Po chwili złożył deklarację, która może odbić się na jego życiu osobistym, gdy przestanie przynosić do domu pieniądze.
Oto ten fragment:
- Panie Marszałku! Z dumą - wierzę, że moje koleżanki i koledzy - również - będziemy pokazywać te kary, dlatego że my tu reprezentujemy wyborców. (Oklaski). Panowie próbujecie nas zastraszyć, uniemożliwić nam wykonywanie naszego mandatu, a nam mandat dali Polacy i oni od nas oczekują, że ich racje i argumenty będziemy tutaj przedstawiali. To jest naszym obowiązkiem. Chcę, panie marszałku, panu powiedzieć: za darmo będę pracował - zadeklarował.
I jakby sądząc, że ktoś mógł nie dosłyszeć, powtórzył:
- Za darmo będę pracował. Nie przestraszy nas pan. Przyjmuję tę karę i czekam na następną, jeśli pan jest gotowy ją wymierzyć, natomiast żądam od pana przedstawienia kryteriów - zażądał.
I nie byłby sobą, gdyby nie wtrącił paru groszy o pośle Jarosławie Kaczyńskim.

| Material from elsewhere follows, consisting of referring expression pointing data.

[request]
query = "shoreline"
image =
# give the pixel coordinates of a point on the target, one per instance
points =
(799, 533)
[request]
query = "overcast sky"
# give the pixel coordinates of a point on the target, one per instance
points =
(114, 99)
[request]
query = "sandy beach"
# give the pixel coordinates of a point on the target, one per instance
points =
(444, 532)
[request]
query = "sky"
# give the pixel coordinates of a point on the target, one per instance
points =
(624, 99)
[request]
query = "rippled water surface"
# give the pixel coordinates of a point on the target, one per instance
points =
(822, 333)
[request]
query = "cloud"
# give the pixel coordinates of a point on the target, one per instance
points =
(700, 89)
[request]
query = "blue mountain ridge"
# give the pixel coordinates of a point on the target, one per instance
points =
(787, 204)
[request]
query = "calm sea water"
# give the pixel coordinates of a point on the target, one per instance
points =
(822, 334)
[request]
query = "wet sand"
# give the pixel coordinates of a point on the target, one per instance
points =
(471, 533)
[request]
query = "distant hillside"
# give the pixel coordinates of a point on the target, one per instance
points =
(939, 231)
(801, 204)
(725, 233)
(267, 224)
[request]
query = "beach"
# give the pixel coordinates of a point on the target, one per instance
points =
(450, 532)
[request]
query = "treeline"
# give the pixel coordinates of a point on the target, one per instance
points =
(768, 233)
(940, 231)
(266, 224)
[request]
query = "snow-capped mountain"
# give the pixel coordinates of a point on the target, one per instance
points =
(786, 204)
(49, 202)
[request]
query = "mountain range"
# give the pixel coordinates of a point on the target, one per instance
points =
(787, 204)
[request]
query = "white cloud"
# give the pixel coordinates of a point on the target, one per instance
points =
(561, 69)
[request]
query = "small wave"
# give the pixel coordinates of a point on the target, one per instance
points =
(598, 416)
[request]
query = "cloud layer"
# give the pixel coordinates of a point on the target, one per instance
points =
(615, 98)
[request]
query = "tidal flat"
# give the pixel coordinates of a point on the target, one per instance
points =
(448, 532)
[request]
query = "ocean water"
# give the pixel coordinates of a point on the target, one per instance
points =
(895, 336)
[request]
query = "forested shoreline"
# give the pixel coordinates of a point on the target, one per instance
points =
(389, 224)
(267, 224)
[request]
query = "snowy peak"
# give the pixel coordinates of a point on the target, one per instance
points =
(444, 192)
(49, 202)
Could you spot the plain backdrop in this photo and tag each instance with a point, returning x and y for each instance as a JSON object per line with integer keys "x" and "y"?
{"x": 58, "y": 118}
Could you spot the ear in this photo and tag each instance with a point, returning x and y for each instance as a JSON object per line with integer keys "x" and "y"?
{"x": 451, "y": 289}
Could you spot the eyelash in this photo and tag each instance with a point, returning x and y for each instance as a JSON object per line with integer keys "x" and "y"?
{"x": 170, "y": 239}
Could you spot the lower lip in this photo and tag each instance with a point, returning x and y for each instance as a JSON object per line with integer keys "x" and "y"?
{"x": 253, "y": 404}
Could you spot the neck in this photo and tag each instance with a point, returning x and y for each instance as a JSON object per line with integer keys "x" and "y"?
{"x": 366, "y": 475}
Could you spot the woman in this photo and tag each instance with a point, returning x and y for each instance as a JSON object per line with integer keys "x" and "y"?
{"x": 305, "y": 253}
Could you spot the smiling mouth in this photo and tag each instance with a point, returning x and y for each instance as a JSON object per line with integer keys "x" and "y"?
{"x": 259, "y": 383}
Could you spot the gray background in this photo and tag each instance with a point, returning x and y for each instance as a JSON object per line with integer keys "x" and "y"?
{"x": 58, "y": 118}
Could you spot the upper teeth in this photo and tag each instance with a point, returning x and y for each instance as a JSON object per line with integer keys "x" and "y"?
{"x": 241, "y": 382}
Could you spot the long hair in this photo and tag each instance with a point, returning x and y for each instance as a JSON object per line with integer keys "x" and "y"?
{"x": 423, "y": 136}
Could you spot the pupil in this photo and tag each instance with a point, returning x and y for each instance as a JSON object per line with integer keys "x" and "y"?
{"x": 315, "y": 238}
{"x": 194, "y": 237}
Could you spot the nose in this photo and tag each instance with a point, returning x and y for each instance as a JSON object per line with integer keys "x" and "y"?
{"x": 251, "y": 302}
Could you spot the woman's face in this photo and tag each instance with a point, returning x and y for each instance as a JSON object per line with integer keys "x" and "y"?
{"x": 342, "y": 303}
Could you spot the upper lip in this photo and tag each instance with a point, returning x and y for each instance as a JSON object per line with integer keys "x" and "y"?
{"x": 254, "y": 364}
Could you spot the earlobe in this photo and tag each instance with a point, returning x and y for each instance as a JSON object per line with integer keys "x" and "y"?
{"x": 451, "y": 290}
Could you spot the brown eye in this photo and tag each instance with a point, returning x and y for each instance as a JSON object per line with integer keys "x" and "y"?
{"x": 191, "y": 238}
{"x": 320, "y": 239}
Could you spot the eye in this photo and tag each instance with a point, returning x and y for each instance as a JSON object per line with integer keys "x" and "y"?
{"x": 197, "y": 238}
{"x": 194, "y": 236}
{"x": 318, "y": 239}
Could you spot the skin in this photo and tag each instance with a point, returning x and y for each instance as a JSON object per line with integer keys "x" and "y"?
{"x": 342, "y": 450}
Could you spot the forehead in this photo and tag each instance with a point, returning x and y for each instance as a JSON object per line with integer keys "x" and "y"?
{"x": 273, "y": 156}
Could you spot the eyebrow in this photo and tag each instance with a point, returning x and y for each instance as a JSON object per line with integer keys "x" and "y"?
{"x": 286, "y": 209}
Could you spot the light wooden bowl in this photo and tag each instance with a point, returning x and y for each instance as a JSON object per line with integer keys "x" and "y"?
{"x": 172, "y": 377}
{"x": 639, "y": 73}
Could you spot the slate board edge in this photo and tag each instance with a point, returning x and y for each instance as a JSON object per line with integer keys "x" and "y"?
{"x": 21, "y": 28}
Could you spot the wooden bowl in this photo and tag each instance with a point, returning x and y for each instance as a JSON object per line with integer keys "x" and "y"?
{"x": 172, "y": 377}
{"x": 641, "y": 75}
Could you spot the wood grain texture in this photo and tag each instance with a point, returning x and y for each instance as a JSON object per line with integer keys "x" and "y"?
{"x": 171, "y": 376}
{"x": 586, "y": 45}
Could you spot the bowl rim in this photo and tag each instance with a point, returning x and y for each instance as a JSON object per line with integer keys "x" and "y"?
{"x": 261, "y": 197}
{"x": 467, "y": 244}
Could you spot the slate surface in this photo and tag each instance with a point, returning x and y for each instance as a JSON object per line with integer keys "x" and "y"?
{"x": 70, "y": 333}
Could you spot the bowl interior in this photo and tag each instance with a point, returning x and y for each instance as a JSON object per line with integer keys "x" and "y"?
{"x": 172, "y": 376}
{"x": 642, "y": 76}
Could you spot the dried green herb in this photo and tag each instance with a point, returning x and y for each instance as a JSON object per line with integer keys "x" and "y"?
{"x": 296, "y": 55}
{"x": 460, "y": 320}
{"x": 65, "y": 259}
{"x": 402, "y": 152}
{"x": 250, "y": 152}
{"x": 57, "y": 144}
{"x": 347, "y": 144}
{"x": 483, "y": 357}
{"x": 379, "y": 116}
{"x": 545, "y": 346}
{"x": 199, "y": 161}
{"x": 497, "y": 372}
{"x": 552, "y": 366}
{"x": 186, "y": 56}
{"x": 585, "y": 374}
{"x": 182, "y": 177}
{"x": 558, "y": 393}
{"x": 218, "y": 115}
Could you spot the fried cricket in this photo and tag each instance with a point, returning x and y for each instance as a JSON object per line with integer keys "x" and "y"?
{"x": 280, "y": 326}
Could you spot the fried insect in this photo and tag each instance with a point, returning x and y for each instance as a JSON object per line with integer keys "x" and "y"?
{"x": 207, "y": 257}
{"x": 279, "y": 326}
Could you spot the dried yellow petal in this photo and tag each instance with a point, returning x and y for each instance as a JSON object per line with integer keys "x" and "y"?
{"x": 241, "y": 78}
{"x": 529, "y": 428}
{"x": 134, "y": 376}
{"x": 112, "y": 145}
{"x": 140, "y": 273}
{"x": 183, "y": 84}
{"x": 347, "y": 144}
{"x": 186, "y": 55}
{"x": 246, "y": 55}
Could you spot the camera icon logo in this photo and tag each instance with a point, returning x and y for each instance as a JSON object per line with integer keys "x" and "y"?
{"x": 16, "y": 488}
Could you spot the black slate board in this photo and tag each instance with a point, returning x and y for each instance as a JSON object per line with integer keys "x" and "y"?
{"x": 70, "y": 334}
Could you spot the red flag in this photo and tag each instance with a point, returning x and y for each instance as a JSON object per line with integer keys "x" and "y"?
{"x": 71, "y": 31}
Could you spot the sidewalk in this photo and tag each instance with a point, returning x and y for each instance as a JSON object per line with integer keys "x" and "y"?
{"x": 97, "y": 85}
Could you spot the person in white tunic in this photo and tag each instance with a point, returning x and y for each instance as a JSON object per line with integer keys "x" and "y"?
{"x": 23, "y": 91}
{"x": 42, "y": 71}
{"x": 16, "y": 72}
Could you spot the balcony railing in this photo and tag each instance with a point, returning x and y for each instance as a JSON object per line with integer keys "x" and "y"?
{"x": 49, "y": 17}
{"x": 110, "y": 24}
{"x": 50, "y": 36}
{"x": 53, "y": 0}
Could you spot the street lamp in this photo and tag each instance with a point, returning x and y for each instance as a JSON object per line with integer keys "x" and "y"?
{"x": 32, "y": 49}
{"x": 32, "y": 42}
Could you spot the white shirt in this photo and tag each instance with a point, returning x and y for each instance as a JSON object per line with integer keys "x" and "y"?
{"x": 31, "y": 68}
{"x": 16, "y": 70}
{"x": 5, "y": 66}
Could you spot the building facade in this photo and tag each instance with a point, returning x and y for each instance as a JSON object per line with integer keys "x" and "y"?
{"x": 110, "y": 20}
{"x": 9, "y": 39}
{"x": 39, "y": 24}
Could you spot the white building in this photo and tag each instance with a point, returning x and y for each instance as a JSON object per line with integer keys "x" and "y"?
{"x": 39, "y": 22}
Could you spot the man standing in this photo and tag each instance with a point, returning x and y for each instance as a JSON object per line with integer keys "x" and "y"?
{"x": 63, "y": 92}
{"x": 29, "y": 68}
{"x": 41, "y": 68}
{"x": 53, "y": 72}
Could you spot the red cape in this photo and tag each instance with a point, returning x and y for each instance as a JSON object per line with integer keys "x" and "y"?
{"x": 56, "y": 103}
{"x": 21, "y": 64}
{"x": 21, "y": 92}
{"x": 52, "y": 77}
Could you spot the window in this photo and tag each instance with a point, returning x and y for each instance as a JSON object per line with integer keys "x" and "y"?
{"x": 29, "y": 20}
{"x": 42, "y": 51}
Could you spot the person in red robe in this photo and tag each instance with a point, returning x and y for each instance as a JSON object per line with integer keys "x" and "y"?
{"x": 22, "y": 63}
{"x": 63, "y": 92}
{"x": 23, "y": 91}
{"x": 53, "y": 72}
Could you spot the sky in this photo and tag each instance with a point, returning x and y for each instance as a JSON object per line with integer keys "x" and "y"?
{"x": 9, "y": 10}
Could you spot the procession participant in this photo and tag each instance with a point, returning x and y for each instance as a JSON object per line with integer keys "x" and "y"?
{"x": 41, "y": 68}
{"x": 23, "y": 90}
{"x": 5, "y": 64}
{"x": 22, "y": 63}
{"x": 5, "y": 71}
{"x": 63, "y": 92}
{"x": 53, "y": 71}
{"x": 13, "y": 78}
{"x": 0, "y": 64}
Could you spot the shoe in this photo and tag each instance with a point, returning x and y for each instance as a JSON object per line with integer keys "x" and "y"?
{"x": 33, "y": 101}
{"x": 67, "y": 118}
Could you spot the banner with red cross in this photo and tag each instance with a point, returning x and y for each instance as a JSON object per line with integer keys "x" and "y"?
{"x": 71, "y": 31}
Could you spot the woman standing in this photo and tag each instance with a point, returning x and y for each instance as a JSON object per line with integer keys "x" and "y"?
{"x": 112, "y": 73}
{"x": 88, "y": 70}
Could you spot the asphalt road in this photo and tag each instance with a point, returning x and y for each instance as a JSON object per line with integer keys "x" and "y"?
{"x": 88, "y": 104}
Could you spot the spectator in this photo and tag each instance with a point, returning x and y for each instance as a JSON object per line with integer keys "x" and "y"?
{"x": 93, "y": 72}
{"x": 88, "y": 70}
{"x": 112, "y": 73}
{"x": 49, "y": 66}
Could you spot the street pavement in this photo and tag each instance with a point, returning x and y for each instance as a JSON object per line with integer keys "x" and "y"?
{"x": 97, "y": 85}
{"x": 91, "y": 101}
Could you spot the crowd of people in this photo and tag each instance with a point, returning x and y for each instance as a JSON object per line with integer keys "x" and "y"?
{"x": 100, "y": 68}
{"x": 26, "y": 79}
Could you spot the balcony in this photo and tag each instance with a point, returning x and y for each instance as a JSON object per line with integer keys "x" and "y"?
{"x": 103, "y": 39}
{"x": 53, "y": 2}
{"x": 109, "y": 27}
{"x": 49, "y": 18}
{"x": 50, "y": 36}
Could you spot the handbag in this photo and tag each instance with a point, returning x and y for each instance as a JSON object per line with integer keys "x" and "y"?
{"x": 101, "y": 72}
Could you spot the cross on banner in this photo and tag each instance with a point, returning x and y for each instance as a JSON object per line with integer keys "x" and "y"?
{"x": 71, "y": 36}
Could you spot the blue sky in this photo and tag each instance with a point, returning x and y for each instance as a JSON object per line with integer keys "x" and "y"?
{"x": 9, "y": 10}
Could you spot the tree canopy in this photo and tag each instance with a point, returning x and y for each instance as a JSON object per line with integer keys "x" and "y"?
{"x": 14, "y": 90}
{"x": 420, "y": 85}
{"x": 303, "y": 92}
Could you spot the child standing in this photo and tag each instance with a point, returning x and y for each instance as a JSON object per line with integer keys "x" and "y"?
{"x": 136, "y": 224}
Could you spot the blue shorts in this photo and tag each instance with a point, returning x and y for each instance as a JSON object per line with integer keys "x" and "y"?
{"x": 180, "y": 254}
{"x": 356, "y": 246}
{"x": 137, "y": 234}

- W tej kadencji połowa wystąpień Jarosława Kaczyńskiego to były wystąpienia ad vocem, wnioski formalne. Pan nigdy go nie ukarał. Dzisiaj wystąpię o to, żeby pan - analogicznie do tej sytuacji - ukarał Jarosława Kaczyńskiego, a jeśli pan tego nie zrobi, to wystąpię o ukaranie pana, jako tego, który nie przestrzega regulaminu Sejmu - zagroził .
Nie wiemy ostatecznie jak sprawa się zakończy i czy marszałek nadal będzie taki nieprzejednany, ale problem robi się poważny. Jeśli więcej posłów uniesie się honorem i zadeklaruje, że będzie pracować za darmo, to w następnych wyborach nie będzie chętnych na posłów.
Proponujemy, aby dla tych posłów, którzy będą pracować za darmo wprowadzić jednak jakaś minimalną pensję.